As the company grows more (or even as the ERP software just needs updating), you can guess what the process looks like. This level of customization is like crack – once you get hooked, you cannot get off the stuff. And by the way, once you are hooked, you are never changing vendors. That $60M looks cheap compared to what you are in for next.
An interesting aside – though I will never find the link, when we were going through this hell at Juniper, one of the change management specialists talked about how Apple was going with an out-of-box experience with SAP. They were doing away with customization precisely because of all the pain it caused and because it prevented them from putting price pressure on their ERP vendors (lock-in can be a powerful way to make sure your discounts go away).
The point of this story is that the software vendors (Oracle and SAP in this case) will happily give you the customization you want. They will make every field special to just you. Because they know that once you have tailored your surrounding systems and processes to their products, you aren't ever leaving them.
Networking is not that different. Every networking vendor's roadmap is littered with one-off requests. At Juniper, we called these Feature Velocity requests. No account team can get enough of them, every customer deal hinges on one or two of these. They are generally knobs, tweaks, subtle changes in behavior. They aren't typically huge new technologies. But every time you deploy one of these little tweaks and build your operational processes around it, you get a little more sucked into vendor lock-in.
Think about it this way: lock-in basically means that there is no other device that is a functional equivalent. That is to say that you cannot swap one vendor's gear for another because it won't operate the same way in your environment. The tricky part is that it is not a single feature that is the culprit; it is the combinatorial effect of whatever features you have collectively deployed. You can likely find multiple vendors that support (or are capable of supporting) a particular feature, but you need to find a vendor that supports the exact combination of features you are relying on. The superset problem limits your choices to a small number (maybe just one) of vendors.
There are two things, though, that help mitigate this.
First, when companies like Cumulus come out, they are an immensely powerful force on the industry. It's not that their products are any better or worse, but what Cumulus is doing is building software that represents the minimum set of technologies required. They don't have a fully featured software product; they have identified the most important features. As they are successful, they help solidify an industry definition of what is actually required to call something a switch. This is great for everyone who does not already support the superset of features, because it focuses buying and deployment behavior on a smaller set of must-haves.

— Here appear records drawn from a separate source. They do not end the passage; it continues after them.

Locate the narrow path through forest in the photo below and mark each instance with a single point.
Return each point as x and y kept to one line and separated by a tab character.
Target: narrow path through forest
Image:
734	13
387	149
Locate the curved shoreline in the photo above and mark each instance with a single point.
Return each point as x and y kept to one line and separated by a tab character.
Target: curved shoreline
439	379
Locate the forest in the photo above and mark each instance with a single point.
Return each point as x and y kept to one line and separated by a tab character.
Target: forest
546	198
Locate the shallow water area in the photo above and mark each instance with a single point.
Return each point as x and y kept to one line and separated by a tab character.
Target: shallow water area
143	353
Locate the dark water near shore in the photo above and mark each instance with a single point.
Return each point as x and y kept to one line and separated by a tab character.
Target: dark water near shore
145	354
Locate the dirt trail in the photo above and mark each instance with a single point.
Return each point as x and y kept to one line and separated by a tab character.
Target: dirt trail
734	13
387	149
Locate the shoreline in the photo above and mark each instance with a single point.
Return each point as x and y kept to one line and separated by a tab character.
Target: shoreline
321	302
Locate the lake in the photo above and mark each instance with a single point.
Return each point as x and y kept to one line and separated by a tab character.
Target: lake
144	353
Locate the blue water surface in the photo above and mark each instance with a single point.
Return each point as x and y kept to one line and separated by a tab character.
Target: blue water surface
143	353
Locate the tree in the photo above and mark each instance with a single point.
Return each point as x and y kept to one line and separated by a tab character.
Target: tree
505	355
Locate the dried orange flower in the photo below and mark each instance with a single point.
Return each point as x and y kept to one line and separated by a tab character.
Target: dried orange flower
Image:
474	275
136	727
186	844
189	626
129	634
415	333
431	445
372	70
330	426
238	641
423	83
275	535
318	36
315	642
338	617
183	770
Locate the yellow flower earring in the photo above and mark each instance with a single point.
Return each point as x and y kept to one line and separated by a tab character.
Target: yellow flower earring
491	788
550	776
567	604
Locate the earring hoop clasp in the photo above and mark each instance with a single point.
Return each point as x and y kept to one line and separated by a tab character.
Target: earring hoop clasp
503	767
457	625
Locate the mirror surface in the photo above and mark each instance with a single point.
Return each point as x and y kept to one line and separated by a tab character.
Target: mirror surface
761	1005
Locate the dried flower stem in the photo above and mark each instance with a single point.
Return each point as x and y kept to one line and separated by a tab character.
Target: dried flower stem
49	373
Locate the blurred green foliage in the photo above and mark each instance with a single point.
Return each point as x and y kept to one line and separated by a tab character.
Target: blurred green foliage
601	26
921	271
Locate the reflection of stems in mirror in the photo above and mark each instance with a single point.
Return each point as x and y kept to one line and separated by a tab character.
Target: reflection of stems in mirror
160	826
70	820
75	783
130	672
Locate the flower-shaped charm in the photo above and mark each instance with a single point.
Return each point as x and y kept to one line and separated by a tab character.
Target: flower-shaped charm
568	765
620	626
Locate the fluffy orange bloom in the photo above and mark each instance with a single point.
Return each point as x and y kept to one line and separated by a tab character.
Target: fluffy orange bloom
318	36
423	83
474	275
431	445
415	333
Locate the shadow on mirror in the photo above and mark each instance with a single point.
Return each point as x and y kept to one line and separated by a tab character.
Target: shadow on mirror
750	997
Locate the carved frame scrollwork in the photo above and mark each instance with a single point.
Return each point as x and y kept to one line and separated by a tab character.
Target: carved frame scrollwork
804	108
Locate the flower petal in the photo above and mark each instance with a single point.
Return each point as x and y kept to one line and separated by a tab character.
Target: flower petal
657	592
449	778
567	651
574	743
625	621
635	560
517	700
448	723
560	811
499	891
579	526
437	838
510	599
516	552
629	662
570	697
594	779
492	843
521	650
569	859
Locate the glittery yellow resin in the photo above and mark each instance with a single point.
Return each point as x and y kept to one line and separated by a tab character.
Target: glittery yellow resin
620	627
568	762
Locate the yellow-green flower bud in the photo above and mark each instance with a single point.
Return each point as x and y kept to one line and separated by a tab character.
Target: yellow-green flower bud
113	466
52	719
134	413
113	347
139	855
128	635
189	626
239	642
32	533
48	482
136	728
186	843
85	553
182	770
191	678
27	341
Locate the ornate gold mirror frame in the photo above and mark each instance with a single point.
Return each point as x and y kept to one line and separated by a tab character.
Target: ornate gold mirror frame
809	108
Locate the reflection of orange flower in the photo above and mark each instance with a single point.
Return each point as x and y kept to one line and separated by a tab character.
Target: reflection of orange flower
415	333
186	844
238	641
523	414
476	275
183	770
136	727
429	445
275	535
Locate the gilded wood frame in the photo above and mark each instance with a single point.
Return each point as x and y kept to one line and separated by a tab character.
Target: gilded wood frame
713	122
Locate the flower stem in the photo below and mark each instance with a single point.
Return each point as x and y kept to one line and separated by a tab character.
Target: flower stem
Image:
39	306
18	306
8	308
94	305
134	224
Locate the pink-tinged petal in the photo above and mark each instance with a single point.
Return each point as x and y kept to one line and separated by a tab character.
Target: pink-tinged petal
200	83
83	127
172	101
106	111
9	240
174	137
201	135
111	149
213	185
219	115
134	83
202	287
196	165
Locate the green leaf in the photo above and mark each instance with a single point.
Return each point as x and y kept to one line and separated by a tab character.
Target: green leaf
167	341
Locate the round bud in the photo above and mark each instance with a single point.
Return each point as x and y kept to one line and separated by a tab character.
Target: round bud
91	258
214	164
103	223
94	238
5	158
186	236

Second, I don't want to suggest that everything becomes a Lowest Common Denominator problem. That would be insane. If you had to wait until all vendors supported a new technology before you could deploy any technology, you would never move forward. But you have to be aware and make eyes-wide-open decisions. If a capability drives enough value, then absolutely deploy it. If it just a convenience, maybe think twice lest you get locked in.
Ultimately, the decision for customers is what role they want to play in locking themselves in. Every technology decision has to be weighed against the short and long-term impacts. As a rule of thumb, though, there are a couple of things to look for:
- When a new technology is patent protected, you are likely locking yourself in for good. When it is the law and not development that keeps other companies from offering functional equivalents, run away.
- When a new technology is ubiquitously talked about, don't fret. For technologies that the entire industry is adopting en masse, there will be long-term substitutes. While it might not pop up on a particular roadmap for a couple of months or even a year or two, it will eventually get there, and that should be enough to allow you to move forward. You aren't going to swap all that gear out in the first 18 months anyway, so don't worry about short term feature disparities.
- When a new technology is not in a company's best interest, be very wary. If a feature or capability seems to fly counter to how a company competes, it is a good bet that they will drag their heels on supporting it. A company that has higher-margin products with one solution will be hard-pressed to openly adopt a lower-margin alternative (unless it leads to significant market share increases).
- If a new capability requires specialization (or you are the only one asking for it), stop drop and roll.
Remember that vendor lock-in is not necessarily a bad thing. It is a tradeoff – do you need the capability or the flexibility more? Just make sure that you go into all decisions with your eyes open, aware of what decisions you are impacting down the road. None of us are victims here. But if you are making a dumb decision, don't expect your vendor to do much more than help you get there faster.